B) Add a third table: PostStat ([PostId], [TotalLike], [TotalDislike]) and update the table in a batch process. The select statement will use Inner Join on Post.Id = PostStat.PostId to retrieve the statistics.
C) Any other way you can think of.
Hopefully, I will have a DB with millions of posts, and the Post table will be queried very often by a lot of users. Keep in mind that the statistics is updated very frequently, because a lot of users will like or dislike a lot of posts. It means (maybe) performing a lot of updates and table locking, which will interfere with the select statement that returns posts to be displayed.
Any idea is welcome.
Upvotes: 1
Views: 145
Reputation: 4653
I faced a similar situation and I choose the strategy A:
Knowing that writes don't block reads (in fact they will just read the previous value until the transaction is completed) I doubt you'll have locking issues putting the columns on the main table.
Upvotes: 1
Reputation: 36126
I will have a DB with millions of posts
don't think this is enough reason to maintain duplicate data on your DB.

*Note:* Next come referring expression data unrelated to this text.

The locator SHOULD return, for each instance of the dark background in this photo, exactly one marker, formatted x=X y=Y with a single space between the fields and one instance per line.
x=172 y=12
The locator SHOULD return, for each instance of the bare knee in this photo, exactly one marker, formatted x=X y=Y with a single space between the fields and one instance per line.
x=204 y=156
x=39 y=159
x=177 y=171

You already have all the info you need on your current tables. Its a matter of building the right indexes and you can easily count how many users liked\unliked the post.
If you are really unconformable with this approach, I suggest implementing option A with triggers on the UserPostAction table to maintain your 2 new columns.
Upvotes: 1